Se perde, em relação a
Inocêncio ou Prado Coelho, na injustificada inclusão de brasileiros e galegos,
embora alguns compareçam, por outras razões, a todos os dicionários sobreleva
esta BdB, e não só em número de
páginas: de escopo distrital, vai para lá deste chão, conjugando vocações,
actividades, profissões, desde o título ou apelidos mais antigos, longe de
serem todos forçosamente ilustres
(muitos destes estão ausentes, por não entrarem na série).

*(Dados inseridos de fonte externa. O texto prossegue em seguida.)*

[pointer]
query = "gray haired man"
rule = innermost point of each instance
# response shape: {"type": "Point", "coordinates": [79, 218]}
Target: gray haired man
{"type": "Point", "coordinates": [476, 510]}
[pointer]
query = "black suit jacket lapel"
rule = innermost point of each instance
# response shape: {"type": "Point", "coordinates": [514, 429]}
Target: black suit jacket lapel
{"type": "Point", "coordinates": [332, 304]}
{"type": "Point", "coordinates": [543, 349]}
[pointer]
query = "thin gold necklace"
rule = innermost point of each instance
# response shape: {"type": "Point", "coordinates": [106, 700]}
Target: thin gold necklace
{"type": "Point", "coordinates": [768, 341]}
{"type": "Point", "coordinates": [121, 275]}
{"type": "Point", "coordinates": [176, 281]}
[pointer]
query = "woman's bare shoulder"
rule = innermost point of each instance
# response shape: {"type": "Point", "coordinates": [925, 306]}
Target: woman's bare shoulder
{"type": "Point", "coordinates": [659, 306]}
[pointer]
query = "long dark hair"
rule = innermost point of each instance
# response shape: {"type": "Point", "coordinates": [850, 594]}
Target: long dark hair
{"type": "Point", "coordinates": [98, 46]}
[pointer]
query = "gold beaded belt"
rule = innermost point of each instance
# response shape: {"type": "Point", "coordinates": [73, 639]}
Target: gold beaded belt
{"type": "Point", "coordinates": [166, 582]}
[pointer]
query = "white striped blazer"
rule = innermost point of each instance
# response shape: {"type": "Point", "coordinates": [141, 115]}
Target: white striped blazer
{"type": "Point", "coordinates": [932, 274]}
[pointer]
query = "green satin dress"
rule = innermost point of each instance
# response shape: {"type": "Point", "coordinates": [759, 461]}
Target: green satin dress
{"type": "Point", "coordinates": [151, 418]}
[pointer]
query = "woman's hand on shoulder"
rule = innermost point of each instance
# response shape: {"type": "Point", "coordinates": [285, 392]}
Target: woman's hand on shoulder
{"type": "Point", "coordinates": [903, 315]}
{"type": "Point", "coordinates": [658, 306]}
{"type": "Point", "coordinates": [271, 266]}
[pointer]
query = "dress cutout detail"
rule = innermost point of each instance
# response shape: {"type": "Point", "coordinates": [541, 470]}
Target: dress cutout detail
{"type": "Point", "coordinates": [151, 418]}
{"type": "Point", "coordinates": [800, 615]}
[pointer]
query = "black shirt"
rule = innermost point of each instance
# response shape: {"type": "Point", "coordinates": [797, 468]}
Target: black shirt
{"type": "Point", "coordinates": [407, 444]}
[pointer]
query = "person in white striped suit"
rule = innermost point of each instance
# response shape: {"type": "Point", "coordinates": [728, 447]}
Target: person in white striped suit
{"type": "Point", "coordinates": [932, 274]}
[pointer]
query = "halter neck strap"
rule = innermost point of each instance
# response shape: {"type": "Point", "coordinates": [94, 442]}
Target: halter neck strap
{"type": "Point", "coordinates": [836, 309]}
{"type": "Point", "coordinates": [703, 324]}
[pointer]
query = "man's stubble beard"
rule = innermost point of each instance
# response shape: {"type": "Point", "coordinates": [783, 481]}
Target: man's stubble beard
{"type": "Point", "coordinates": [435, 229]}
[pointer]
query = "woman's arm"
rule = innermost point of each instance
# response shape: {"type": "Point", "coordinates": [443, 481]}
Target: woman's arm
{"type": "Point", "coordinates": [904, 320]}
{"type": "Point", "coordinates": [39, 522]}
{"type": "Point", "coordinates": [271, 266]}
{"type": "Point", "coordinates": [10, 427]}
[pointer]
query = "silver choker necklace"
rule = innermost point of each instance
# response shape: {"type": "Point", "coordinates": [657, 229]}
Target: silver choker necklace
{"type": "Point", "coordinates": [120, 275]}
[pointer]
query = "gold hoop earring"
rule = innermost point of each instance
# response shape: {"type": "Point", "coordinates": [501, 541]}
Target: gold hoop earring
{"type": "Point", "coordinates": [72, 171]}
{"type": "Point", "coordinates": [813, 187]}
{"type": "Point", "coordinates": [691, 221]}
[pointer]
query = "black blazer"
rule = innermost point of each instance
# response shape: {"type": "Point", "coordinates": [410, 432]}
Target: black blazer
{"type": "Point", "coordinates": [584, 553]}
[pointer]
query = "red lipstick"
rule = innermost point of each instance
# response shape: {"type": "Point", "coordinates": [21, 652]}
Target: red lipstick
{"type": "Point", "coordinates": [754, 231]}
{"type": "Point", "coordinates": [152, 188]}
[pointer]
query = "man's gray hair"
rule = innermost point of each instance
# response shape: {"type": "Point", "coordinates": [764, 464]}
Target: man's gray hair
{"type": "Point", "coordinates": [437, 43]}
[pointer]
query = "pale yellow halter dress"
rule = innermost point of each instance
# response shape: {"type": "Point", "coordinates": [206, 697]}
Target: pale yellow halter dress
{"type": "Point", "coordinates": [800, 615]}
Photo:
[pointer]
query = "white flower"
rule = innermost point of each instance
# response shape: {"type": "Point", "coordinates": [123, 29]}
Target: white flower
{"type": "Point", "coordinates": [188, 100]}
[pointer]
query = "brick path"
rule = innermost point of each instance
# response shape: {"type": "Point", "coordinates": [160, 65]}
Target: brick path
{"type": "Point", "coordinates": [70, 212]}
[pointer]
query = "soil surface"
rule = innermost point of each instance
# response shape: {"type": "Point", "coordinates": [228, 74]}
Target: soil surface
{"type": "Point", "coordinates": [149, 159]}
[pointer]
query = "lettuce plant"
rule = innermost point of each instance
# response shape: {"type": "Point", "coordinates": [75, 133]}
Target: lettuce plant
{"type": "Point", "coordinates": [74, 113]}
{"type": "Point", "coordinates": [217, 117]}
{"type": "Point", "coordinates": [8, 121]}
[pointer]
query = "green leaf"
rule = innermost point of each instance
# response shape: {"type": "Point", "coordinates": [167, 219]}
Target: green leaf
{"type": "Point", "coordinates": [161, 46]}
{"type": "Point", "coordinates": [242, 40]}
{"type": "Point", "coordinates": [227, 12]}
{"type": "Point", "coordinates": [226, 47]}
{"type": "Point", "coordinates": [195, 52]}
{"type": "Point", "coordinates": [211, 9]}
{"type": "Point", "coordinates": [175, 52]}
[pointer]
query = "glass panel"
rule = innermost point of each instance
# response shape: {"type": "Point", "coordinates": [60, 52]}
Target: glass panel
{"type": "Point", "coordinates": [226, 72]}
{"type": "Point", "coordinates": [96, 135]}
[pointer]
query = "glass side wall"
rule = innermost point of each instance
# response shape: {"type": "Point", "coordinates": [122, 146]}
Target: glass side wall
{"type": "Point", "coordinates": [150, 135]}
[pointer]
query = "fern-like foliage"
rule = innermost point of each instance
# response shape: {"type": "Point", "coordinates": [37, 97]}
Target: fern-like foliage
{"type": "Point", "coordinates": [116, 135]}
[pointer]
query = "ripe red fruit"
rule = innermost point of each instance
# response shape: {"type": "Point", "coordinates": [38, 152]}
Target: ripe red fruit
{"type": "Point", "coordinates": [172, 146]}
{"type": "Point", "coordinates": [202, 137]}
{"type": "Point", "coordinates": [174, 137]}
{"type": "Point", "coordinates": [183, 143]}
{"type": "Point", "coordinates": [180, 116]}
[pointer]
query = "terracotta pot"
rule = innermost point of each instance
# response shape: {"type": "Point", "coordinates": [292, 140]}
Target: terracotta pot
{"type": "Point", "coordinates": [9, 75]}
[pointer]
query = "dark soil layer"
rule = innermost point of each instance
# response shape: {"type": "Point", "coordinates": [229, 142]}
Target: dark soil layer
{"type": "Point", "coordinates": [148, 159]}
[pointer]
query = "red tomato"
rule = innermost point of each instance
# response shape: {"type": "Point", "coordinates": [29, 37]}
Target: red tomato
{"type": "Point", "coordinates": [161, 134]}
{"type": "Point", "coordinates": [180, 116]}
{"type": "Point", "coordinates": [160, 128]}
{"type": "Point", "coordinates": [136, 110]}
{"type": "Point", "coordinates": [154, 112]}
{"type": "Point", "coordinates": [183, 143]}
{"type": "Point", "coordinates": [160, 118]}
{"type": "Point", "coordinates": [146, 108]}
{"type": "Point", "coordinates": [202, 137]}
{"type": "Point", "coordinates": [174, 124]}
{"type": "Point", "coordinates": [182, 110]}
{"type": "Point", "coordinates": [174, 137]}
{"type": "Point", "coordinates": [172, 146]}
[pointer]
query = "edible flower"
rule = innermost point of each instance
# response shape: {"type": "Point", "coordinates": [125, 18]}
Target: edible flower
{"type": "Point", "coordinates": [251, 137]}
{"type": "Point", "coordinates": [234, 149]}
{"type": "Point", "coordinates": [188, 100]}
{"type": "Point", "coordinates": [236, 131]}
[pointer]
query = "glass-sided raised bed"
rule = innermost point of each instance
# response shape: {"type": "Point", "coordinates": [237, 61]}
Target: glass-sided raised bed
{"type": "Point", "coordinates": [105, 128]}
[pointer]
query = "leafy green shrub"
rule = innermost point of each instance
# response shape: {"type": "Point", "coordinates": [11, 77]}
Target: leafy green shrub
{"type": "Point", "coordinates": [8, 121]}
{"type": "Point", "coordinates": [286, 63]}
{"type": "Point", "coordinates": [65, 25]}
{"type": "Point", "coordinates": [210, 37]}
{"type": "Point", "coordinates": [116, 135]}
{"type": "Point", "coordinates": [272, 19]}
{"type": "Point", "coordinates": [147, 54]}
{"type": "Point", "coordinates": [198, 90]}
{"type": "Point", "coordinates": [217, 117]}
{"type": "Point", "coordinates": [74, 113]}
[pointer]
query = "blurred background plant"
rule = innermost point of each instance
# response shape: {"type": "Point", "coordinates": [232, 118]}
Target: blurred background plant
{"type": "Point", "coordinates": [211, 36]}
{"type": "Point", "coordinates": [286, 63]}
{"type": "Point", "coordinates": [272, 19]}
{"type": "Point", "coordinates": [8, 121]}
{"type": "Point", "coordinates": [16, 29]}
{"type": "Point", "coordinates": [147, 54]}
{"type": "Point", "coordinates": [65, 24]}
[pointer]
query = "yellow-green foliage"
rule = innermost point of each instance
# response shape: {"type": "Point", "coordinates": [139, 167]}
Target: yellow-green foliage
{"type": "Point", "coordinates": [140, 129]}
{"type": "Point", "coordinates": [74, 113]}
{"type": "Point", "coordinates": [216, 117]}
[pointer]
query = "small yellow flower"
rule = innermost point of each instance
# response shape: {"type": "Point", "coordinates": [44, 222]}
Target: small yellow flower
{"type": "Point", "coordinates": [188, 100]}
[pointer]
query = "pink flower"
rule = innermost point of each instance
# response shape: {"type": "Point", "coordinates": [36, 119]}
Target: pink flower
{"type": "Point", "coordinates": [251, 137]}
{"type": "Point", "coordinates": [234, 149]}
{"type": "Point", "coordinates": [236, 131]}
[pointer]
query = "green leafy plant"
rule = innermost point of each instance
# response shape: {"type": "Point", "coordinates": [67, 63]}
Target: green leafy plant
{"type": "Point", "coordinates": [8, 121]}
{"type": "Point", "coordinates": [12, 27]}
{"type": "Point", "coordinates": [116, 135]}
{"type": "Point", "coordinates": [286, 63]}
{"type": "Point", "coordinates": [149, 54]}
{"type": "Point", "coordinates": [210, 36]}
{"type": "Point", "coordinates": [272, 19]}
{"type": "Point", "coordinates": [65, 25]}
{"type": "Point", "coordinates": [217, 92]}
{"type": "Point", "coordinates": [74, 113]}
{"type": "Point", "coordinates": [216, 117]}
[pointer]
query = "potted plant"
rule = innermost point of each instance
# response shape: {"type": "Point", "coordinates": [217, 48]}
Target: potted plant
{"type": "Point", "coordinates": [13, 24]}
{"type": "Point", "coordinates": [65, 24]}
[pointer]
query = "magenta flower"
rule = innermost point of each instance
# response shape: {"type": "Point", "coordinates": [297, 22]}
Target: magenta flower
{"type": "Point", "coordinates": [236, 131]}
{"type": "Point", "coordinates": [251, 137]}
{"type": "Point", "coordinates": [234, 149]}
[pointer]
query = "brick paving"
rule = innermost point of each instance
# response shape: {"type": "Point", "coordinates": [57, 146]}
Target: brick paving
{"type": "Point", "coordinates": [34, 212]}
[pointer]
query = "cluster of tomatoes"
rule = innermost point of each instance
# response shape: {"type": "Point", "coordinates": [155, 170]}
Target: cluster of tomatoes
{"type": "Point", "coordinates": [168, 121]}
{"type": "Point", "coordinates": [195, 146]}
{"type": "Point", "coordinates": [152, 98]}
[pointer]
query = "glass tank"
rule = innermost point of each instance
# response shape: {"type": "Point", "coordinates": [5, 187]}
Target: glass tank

O critério editorial não-selectivo deixa entrever
as principais dificuldades: uniformização, em tempo útil, de dados biográficos
(ora com datas precisas, ora só os anos, por exemplo), várias interrogações,
sobretudo, nos corpora
bibliográficos. Mas só quem não investiga neste país desconhece as dificuldades.
Conjugando Barreto,
Barbosa Machado e Inocêncio (na esperança de que o décimo volume, de índices,
esclareça os caminhos), estamos em condições, agora, de ler o distrito em
títulos, temas, conceitos, épocas, potencialidades, que entreabria Prado Coelho.
Sendo a melhor fonte de um passado que ainda mal se conhece, com ganhos para
estudiosos, que não terão pequenas surpresas, a inclusão dos mais novos ou de
quem pratica as nossas especialidades ajuda-nos num acompanhamento próximo
imediato. Já tínhamos as Memórias
Arqueológico-Históricas… baçalianas; com a BdB, temos o segundo monumento cultural da nossa terra.